Kai membuka pintu kamar Luhan dan mendekati sosok kecilnya yang bersembunyi dibalik selimut "Lu" panggilnya membangunkan Luhan yang baru beberapa jam tanpa Sehun terlihat sangat kacau.
"Eunghhmm" balas Luhan membalikkan badannya menghadap Kai "Ayo makan cantik, kau bisa sakit kalau tak makan" bujuk Kai bermain di poni Luhan.
"Sehunnie mana?" Tanya Luhan dengan suara tercekat, Kai benar-benar akan menangis kalau saja dia tidak menahan diri, dia sangat tidak tega melihat Luhan yang seperti ini "Maaf Lu, kami belum menemukannya" katanya menghapus airmata Luhan yang entah kenapa terus keluar hari ini.
"Makan ya?" Bujuk Kai mengusak sayang rambut Luhan. Luhan menggeleng lemah "Bagaimana bisa aku makan kalau ternyata disana Sehunnie kelaparan, aku baik-baik saja Kai. Kau tidurlah" isak Luhan perlahan dan kembali membalikan badannya ke arah yang berlawanan dengan Kai, dia menaikkan selimutnya dan tak lama bahunya kembali bergetar mengingat Sehun yang entah dimana "Kita akan menemukan Sehun, Lu. Jangan menangis hmm" ujar Kai bersandar di bahu Luhan dan mengelus sayang rambut rusanya agar tak menangis.

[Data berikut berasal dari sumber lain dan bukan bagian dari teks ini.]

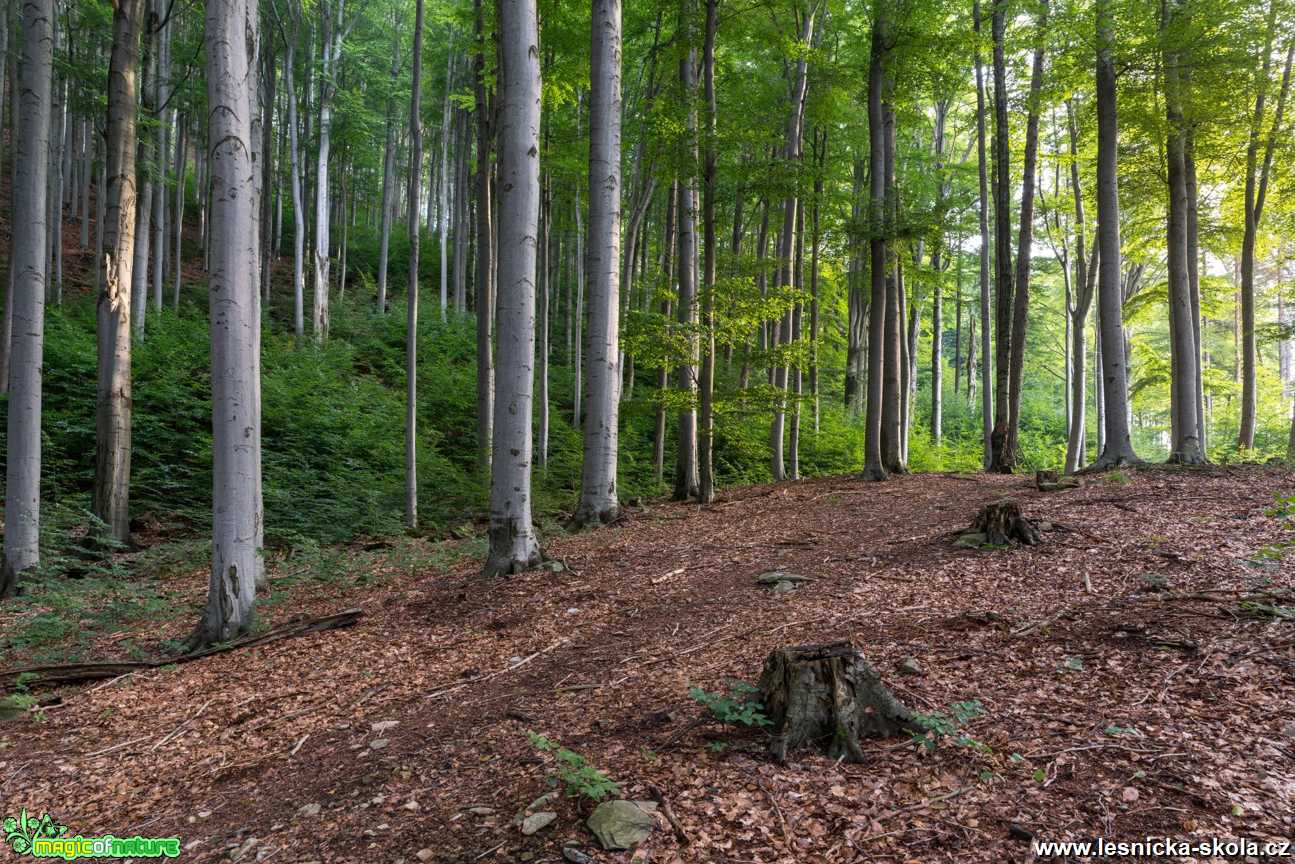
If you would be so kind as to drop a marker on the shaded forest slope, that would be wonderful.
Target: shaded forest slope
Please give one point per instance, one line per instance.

Luhan percaya pada Kai dan Chanyeol. Luhan percaya kalau kedua temannya akan menemukan kekasihnya, tapi untuk sekarang sangat sulit untuknya berpura-pura bertindak seolah Sehun baik-baik saja, dia benar sangat merindukan kekasihnya dan ingin memeluknya saat ini.
..
..
..
Tiga hari telah berlalu, namun kabar tentang keberadaan Sehun seperti lenyap ditelan bumi, membuat ketiga orang temannya sepperti mati secara batin terutama Luhan. Luhan mati secara fisik dan batin, dia tidak menyentuh makanannya sejak tiga hari yang lalu, dia hanya meminum air itupun hanya seteguk, Kai, chanyeol dan yang lainnya benar-benar dibuat frustasi karena sikap Luhan yang bersikeras tak memakan apapun sejak tiga hari yang lalu, dia mengatakan tidak akan bisa makan mengingat Sehunnya yang belum tentu diberi makan disana.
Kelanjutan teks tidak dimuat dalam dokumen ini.